Contrôle du détroit de Messine

[modifier | modifier le code]
Le détroit de Messine, encadré par Massana et Rhegium

Au début du IIIe siècle, deux colonies grecques indépendantes se font face sur le détroit de Messine : Messana (actuelle Messine) en Sicile et Rhegium à la pointe de la botte italienne. Leurs voisins les plus puissants sont Tarente et Syracuse.

En 289, avec la mort de leur employeur Agathocle de Syracuse, tyran puis roi de Syracuse, une partie de ses mercenaires se retrouvent au chômage. Ces mercenaires, les « Mamertins », originaires de Mammertum dans le Bruttium (actuelle Calabre), s'emparent alors de Messine, massacrent une partie des habitants et prennent le gouvernement de la cité[A 6].

Peu après, les Romains attaquent les villes grecques de la côte sud de l’Italie, Rhegium et Thurii, mais se heurtent à Tarente qui sollicite en 280 l'aide militaire de Pyrrhus. L'intervention de ce dernier en Italie puis en Sicile le met aux prises avec les Romains puis les Carthaginois. Ces derniers s'accordent par traité en 279 contre leur adversaire commun. Ce traité exclut toute paix séparée avec Pyrrhus et prévoit une assistance de la flotte carthaginoise. Toutefois, aucune de ces clauses n'est respectée[23].

Après le départ de Pyrrhus, les puissances reprennent leurs positions : les Carthaginois récupèrent l'Ouest de la Sicile et les Romains s'emparent de Tarente en 272 puis de Rhegium en 270. Cette prise de Rhegium prive les Mamertins de Messine de leur allié. En 269, Hiéron II, le nouveau tyran syracusain, parvient à les vaincre et à prendre une partie de leur territoire. Les Mamertins font appel à Carthage et à Rome. Les Carthaginois qui se trouvent à Lipari, île toute proche, interviennent immédiatement et installent une garnison à Messine, obligeant Hiéron à renoncer à soumettre cette ville[A 7]. Mais les Mamertins veulent se débarrasser de la tutelle carthaginoise et envoient une ambassade à Rome pour solliciter l'intervention romaine[24].

Déroulement

[modifier | modifier le code]

Déclenchement des hostilités

[modifier | modifier le code]

Les traités passés entre Rome et Carthage délimitent des zones d’influence respectives, dans lesquelles l’autre s’abstient d’intervenir. Les historiens antiques, favorables aux Romains, présentent l’enchaînement des faits de sorte à gommer la violation par Rome du traité de 306. Polybe soutient de surcroît contre l’avis de Philinos d'Agrigente que cet accord n’a jamais existé[A 8], mais il est contredit par les historiens postérieurs qui affirment que les Carthaginois ont les premiers rompu les accords en 272 en envoyant une flotte près de Tarente[A 9]. Pour les historiens modernes, la responsabilité romaine dans le déclenchement de la guerre ne fait pas de doute[25],[26],[27].
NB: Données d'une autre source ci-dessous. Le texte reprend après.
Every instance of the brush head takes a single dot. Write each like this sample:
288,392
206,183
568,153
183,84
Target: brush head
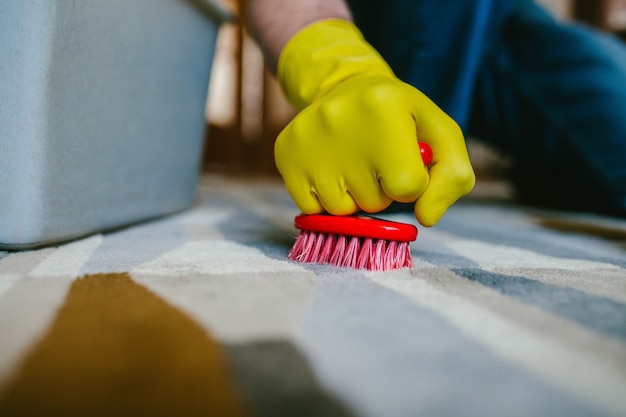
359,242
Néanmoins, le Sénat romain hésite à intervenir, car les Mamertins sont d'origine italienne, ce qui pourrait inciter à la solidarité, mais ce sont des soldats rebelles installés par la force, semblables aux mutins de Rhegium que Rome a impitoyablement matés. Mais les Mamertins sont venus à Rome en suppliant, et proposent une deditio in fidem, remise solennelle de la totalité de leurs personnes, de leurs biens et de leurs dieux, à la discrétion (« bonne foi ») du peuple romain[28], offre qui crée pour les Romains une obligation morale quasi religieuse d’alliance et de protection. La décision d’intervenir est soumise par le consul Appius Claudius Caudex au vote du peuple romain, réuni en comices centuriates et qui donne son aval[25],[26]. Il faut se souvenir que l'organisation des suffrages et celle du recrutement de l'armée sont telles que les centuries qui déterminent le résultat du scrutin sont également celles qui fournissent les effectifs des légions. Ceux qui votent le soutien aux Mamertins vont en partie participer à l'expédition.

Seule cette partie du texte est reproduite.